Friday, December 10, 2004

Civil Society, the WSIS and RFID chips

Back in Oxford for a few days, I attended a seminar at the Oxford Internet Institute today which dealt with the role of civil society in the World Summit on the Information Society (WSIS) -- part of a series of seminars that the OII runs with help from the ESRC. We had a very interesting discussion on the involvement of non-governmental organisations (NGOs) in the preparatory meetings for and the main summit of the WSIS that took place last year in Geneva. (You can find papers and presentations here and there is also a webcast available that tries to provide a summary of the results.)

What stuck in my mind were primarily two things:

  • On the one hand, how difficult it is to define “civil society” (e.g., are companies a part of it or not? What about single activists?), how unclear the basis for the legitimacy of its involvement is (even among NGOs -- with “established” NGOs challenging “specialist” NGOs about their involvement and the “specialists” conceding that it was always the same people talking to each other at the meetings), how hazy the notion of “democratisation of global governance” is and yet how much effort was put into getting involved by a host of different groups and people -- although severe cases of “post summit fatigue” were also reported and have led to withdrawal by some (which makes you wonder how the learning processes both within participants and between them can have continuity then).

  • On the other hand (and speaking as a political scientist here) I am impressed how much participation by NGOs has become the norm in international processes in the last decade or so. Compared to the exclusiveness of state diplomacy that used to dominate this sphere literally for centuries, changes here seem quite impressive to me.
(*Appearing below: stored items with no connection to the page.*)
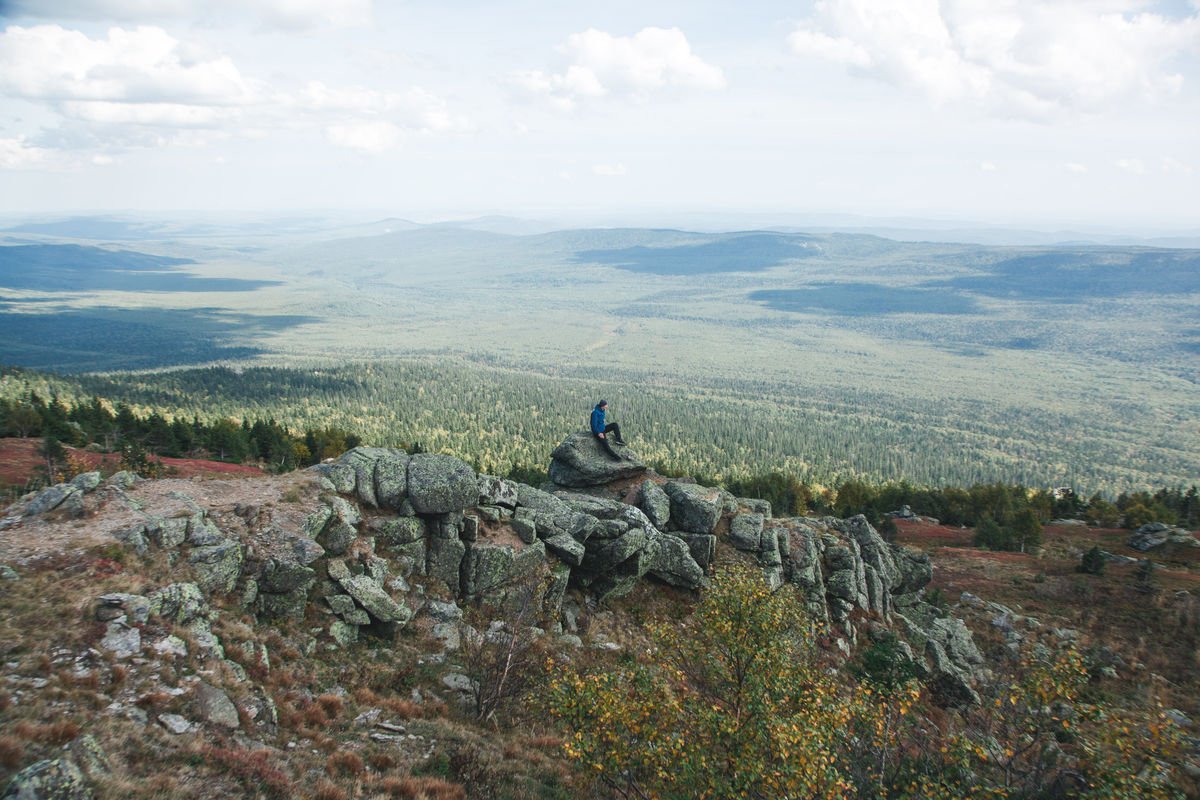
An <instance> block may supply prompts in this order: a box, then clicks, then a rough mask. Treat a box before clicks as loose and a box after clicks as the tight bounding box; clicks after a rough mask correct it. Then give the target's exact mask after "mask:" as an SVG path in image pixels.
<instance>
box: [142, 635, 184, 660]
mask: <svg viewBox="0 0 1200 800" xmlns="http://www.w3.org/2000/svg"><path fill="white" fill-rule="evenodd" d="M150 646H151V648H154V651H155V652H157V654H158V655H160V656H172V657H179V658H185V657H187V643H186V642H184V640H182V639H181V638H179V637H178V636H168V637H166V638H162V639H158V640H157V642H155V643H154V644H151V645H150Z"/></svg>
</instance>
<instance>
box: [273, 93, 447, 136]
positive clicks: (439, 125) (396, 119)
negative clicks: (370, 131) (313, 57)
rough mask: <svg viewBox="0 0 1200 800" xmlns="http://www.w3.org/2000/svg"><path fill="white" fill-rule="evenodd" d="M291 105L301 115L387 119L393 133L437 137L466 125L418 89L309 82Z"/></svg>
mask: <svg viewBox="0 0 1200 800" xmlns="http://www.w3.org/2000/svg"><path fill="white" fill-rule="evenodd" d="M290 102H292V104H293V106H294V107H295V108H296V109H298V110H302V112H317V113H323V112H335V113H338V114H355V115H364V116H370V118H378V116H388V119H390V120H391V122H394V124H395V125H396V126H397V130H400V128H406V130H410V131H422V132H430V133H437V132H443V131H450V130H455V128H461V127H464V126H466V121H464V120H462V119H458V118H455V116H452V115H451V114H450V113H449V112H448V110H446V106H445V102H444V101H443V100H442V98H440V97H438V96H437V95H434V94H433V92H430V91H426V90H424V89H420V88H413V89H409V90H407V91H380V90H377V89H367V88H365V86H341V88H334V86H326V85H325V84H324V83H322V82H319V80H312V82H310V83H308V85H307V86H305V89H304V91H302V92H300V94H299V95H298V96H296V97H295V98H294V100H293V101H290Z"/></svg>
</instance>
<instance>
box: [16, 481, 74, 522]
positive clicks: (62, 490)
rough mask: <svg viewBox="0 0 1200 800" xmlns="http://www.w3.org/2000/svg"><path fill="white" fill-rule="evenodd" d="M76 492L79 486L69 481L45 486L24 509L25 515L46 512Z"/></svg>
mask: <svg viewBox="0 0 1200 800" xmlns="http://www.w3.org/2000/svg"><path fill="white" fill-rule="evenodd" d="M77 493H79V488H78V487H76V486H72V485H71V483H59V485H56V486H47V487H46V488H44V489H42V491H41V492H38V493H37V494H36V495H34V499H32V501H31V503H30V504H29V506H28V507H26V509H25V516H26V517H32V516H36V515H40V513H46V512H47V511H53V510H54V509H58V507H59V506H60V505H62V503H64V501H65V500H66V499H67V498H70V497H71V495H73V494H77Z"/></svg>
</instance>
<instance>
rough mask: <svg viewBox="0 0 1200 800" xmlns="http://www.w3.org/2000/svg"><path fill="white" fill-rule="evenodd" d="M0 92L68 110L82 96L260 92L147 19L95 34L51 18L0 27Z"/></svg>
mask: <svg viewBox="0 0 1200 800" xmlns="http://www.w3.org/2000/svg"><path fill="white" fill-rule="evenodd" d="M0 91H2V92H4V94H6V95H8V96H13V97H22V98H25V100H35V101H44V102H49V103H55V104H59V106H61V107H62V108H64V109H65V110H67V112H68V113H70V109H72V108H74V109H85V108H86V106H88V104H89V103H109V104H112V103H161V104H173V106H202V107H212V106H227V107H228V106H246V104H250V103H252V102H254V101H256V100H257V98H258V97H259V95H260V88H259V86H256V85H254V83H253V82H251V80H248V79H246V78H245V77H242V76H241V73H240V72H239V71H238V67H235V66H234V64H233V62H232V61H230V60H229V59H228V58H223V56H211V58H208V59H205V58H203V56H202V58H200V59H198V60H192V59H191V58H186V56H185V48H182V47H180V42H179V41H178V40H175V38H174V37H172V36H170V35H169V34H167V31H164V30H162V29H161V28H152V26H140V28H137V29H134V30H124V29H121V28H113V29H110V30H109V31H108V37H107V38H103V40H92V38H88V36H86V35H84V34H82V32H79V31H74V30H66V29H64V28H60V26H59V25H37V26H35V28H17V26H12V28H8V29H7V30H6V31H5V32H4V34H2V35H0ZM72 103H73V106H72Z"/></svg>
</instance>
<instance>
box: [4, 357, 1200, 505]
mask: <svg viewBox="0 0 1200 800" xmlns="http://www.w3.org/2000/svg"><path fill="white" fill-rule="evenodd" d="M35 396H36V397H37V398H40V401H38V402H41V404H42V405H41V408H42V411H41V414H43V415H44V414H46V409H47V408H49V407H50V405H53V404H54V403H58V404H59V407H60V408H66V407H72V405H76V407H78V408H79V410H78V411H77V413H73V419H72V423H73V427H72V426H67V425H62V423H59V425H58V426H56V427H54V426H48V427H50V428H53V432H54V435H56V437H59V438H61V439H62V440H64V441H66V443H67V444H84V443H82V441H72V438H76V439H79V438H82V437H84V434H83V433H82V432H80V429H85V431H90V432H91V434H90V435H91V437H92V440H95V441H100V443H102V444H103V445H106V446H109V447H113V446H116V444H118V441H130V443H134V444H137V446H138V447H139V449H142V450H144V451H145V452H146V453H148V455H149V456H154V455H160V456H184V455H188V453H190V452H192V451H194V450H197V449H200V450H206V451H209V452H211V453H212V455H216V456H218V457H229V458H234V459H251V461H260V462H263V464H264V465H268V467H272V468H275V469H280V468H292V467H295V465H299V464H302V463H306V462H307V461H308V459H316V458H319V457H322V456H323V455H326V453H325V452H324V451H325V450H326V444H325V443H326V440H329V441H332V443H334V446H336V445H337V444H338V443H341V445H342V446H347V445H346V444H344V443H346V441H350V443H352V444H350V445H348V446H353V444H356V443H358V441H362V443H366V444H372V445H383V446H401V447H404V449H421V450H427V451H445V452H451V453H455V455H457V456H460V457H462V458H466V459H467V461H469V462H472V463H473V464H474V465H475V467H476V468H478V469H479V470H480V471H484V473H488V474H497V475H509V474H517V475H522V474H530V473H532V471H533V473H535V471H538V470H541V469H544V467H545V464H546V463H547V461H548V455H550V451H551V450H552V449H553V446H554V445H556V444H557V443H558V441H560V440H562V438H563V437H564V435H565V434H566V433H569V432H571V431H576V429H581V428H583V427H586V423H587V414H588V410H589V409H590V407H592V405H593V404H594V403H595V401H596V399H599V398H600V397H605V398H608V399H610V403H611V405H610V416H611V417H613V419H616V420H618V421H619V422H620V423H622V426H623V429H624V431H625V432H626V434H628V435H629V437H631V438H634V439H635V440H636V441H637V444H638V451H640V452H642V453H643V455H644V457H646V458H647V461H648V463H652V464H653V465H654V467H655V468H656V469H659V470H660V471H662V473H664V474H672V475H691V476H695V477H698V479H701V480H704V481H708V482H713V483H718V482H720V483H725V485H731V483H733V482H738V481H743V482H744V481H748V480H751V479H755V477H758V476H763V475H769V474H776V475H780V476H787V477H788V480H790V481H792V482H793V483H806V485H809V486H810V487H814V488H815V489H816V491H817V493H820V491H821V489H822V488H826V489H833V488H836V487H838V486H841V485H844V483H846V482H847V481H858V482H863V483H868V485H878V483H884V482H901V481H905V482H907V483H908V485H910V486H925V487H946V486H958V487H970V486H973V485H977V483H980V485H990V483H1004V485H1021V486H1026V487H1034V488H1046V489H1049V488H1051V487H1072V488H1073V489H1074V491H1075V492H1076V494H1079V495H1082V497H1091V495H1092V494H1094V493H1097V492H1100V493H1102V494H1104V495H1106V497H1109V498H1110V499H1112V498H1116V497H1117V495H1118V494H1121V493H1127V494H1128V493H1129V492H1133V491H1148V492H1150V493H1153V492H1156V491H1158V489H1164V488H1175V487H1183V488H1187V487H1189V486H1192V485H1193V483H1195V482H1196V477H1195V476H1196V475H1198V474H1200V470H1198V468H1196V463H1195V459H1196V456H1195V453H1193V452H1184V451H1182V450H1178V449H1171V447H1169V446H1166V445H1158V446H1156V447H1150V446H1147V447H1145V450H1144V451H1140V452H1139V451H1130V450H1129V449H1128V447H1122V446H1118V443H1114V444H1111V445H1110V446H1109V447H1108V449H1105V446H1104V440H1103V439H1100V438H1098V437H1097V433H1098V432H1103V423H1102V421H1096V422H1094V423H1093V426H1092V427H1091V429H1090V433H1091V434H1092V441H1093V443H1096V446H1094V447H1092V449H1090V450H1085V449H1082V447H1081V446H1080V439H1079V438H1078V435H1076V434H1074V432H1073V427H1072V425H1069V423H1067V422H1064V421H1062V420H1030V419H1027V417H1026V419H1022V417H1021V416H1020V415H1018V414H1015V413H1014V414H1012V415H1006V414H994V415H991V416H990V417H986V419H985V417H983V416H978V415H977V416H976V417H974V419H970V417H967V416H966V413H967V411H968V410H970V409H959V408H955V407H954V405H953V404H952V403H950V402H948V401H934V399H932V398H931V399H930V402H929V403H928V404H925V405H923V407H922V408H910V407H907V405H905V404H904V403H900V402H896V401H894V399H893V398H888V397H887V396H871V397H868V396H866V393H865V392H859V393H857V395H856V396H852V397H839V396H833V395H823V396H822V395H816V396H809V397H788V396H786V395H785V393H784V392H782V390H781V387H779V386H774V385H772V384H770V383H768V381H755V380H745V381H736V380H725V381H716V380H713V381H709V383H707V384H695V383H686V384H685V383H682V381H679V380H674V379H671V378H668V377H666V375H661V374H655V373H632V372H607V373H601V374H596V373H595V372H584V371H578V372H569V371H559V372H556V373H553V374H547V373H533V372H528V371H520V369H515V368H511V367H504V366H500V365H496V363H487V362H481V361H466V360H452V359H446V357H440V356H430V357H425V359H409V360H404V361H395V362H389V363H373V365H347V366H341V367H330V368H316V369H313V368H310V369H286V368H265V367H263V368H250V369H229V368H208V369H187V371H178V372H162V373H143V374H121V375H107V377H102V375H72V377H60V375H52V374H46V373H34V372H28V371H20V369H10V371H7V373H6V374H5V375H4V378H2V379H0V397H2V398H4V401H5V402H4V403H2V404H0V435H37V434H38V433H40V432H41V428H40V427H31V426H30V425H29V423H25V425H22V423H20V422H19V420H18V417H20V416H22V414H20V413H19V408H20V407H23V405H24V407H28V405H30V399H31V397H35ZM52 398H56V399H52ZM881 409H882V410H881ZM34 416H35V417H36V416H37V415H36V414H35V415H34ZM28 417H29V414H28V413H26V414H25V419H26V420H28ZM114 420H124V422H122V423H118V422H114ZM136 420H143V421H144V422H139V423H134V421H136ZM1056 425H1057V426H1058V429H1060V431H1061V432H1062V434H1061V437H1058V438H1049V439H1048V438H1040V437H1037V435H1036V431H1038V429H1044V428H1046V427H1052V426H1056ZM214 432H216V434H220V438H221V441H220V443H215V440H212V439H210V438H205V437H211V435H216V434H215V433H214ZM264 432H265V433H264ZM202 434H203V435H202ZM1118 434H1120V431H1118V429H1114V431H1112V432H1111V435H1114V438H1116V437H1117V435H1118ZM314 437H316V438H314ZM296 443H299V444H300V445H302V447H300V449H294V447H293V444H296ZM328 455H334V453H332V452H330V453H328Z"/></svg>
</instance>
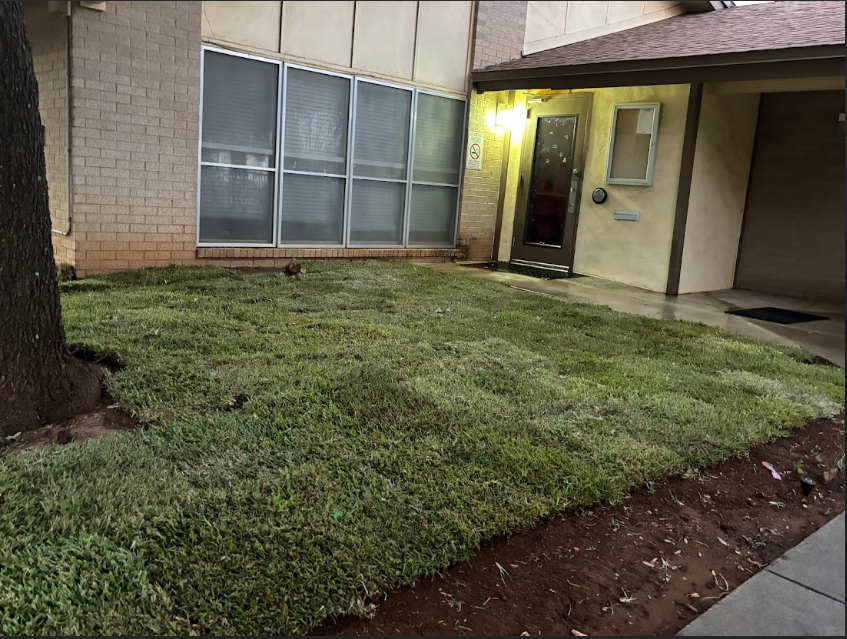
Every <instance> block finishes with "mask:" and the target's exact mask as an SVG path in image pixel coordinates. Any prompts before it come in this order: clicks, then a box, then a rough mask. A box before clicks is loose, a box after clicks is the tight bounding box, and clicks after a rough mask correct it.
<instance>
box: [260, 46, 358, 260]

Another thing that I found reading the papers (and that relates to the main subject of this blog): at the summit, participants were issued with badges that contained “radio frequency identification” (RFID) chips -- without their knowledge, and without a privacy policy being in place. When researchers questioned summit officials about the use of the chips and how long information would be stored they were given no answers. (See the story in more detail here and here).

Since these chips allow tracking people's movements in real time, two scenarios unfolded in my mind. One was that social scientists could use such information to analyse the interaction in negotiations based on who meets whom, when, and where and thus to learn a lot about the tactical behaviour of negotiation participants in international diplomacy. The other was that this information could of course also be very interesting to one or more of the negotiating parties themselves, allowing them -- through constant surveillance -- a more complete picture of what is going on and perhaps even making preemptive action possible based on that information. All that is needed are RFID readers in all doors that people can pass through in the conference area so that you always know their precise location at any point in time. Advantage host nation, I assume.

This again demonstrates the inherent ambiguity of many technologies that have privacy implications: they have dual use, as it used to be called in weapons technology.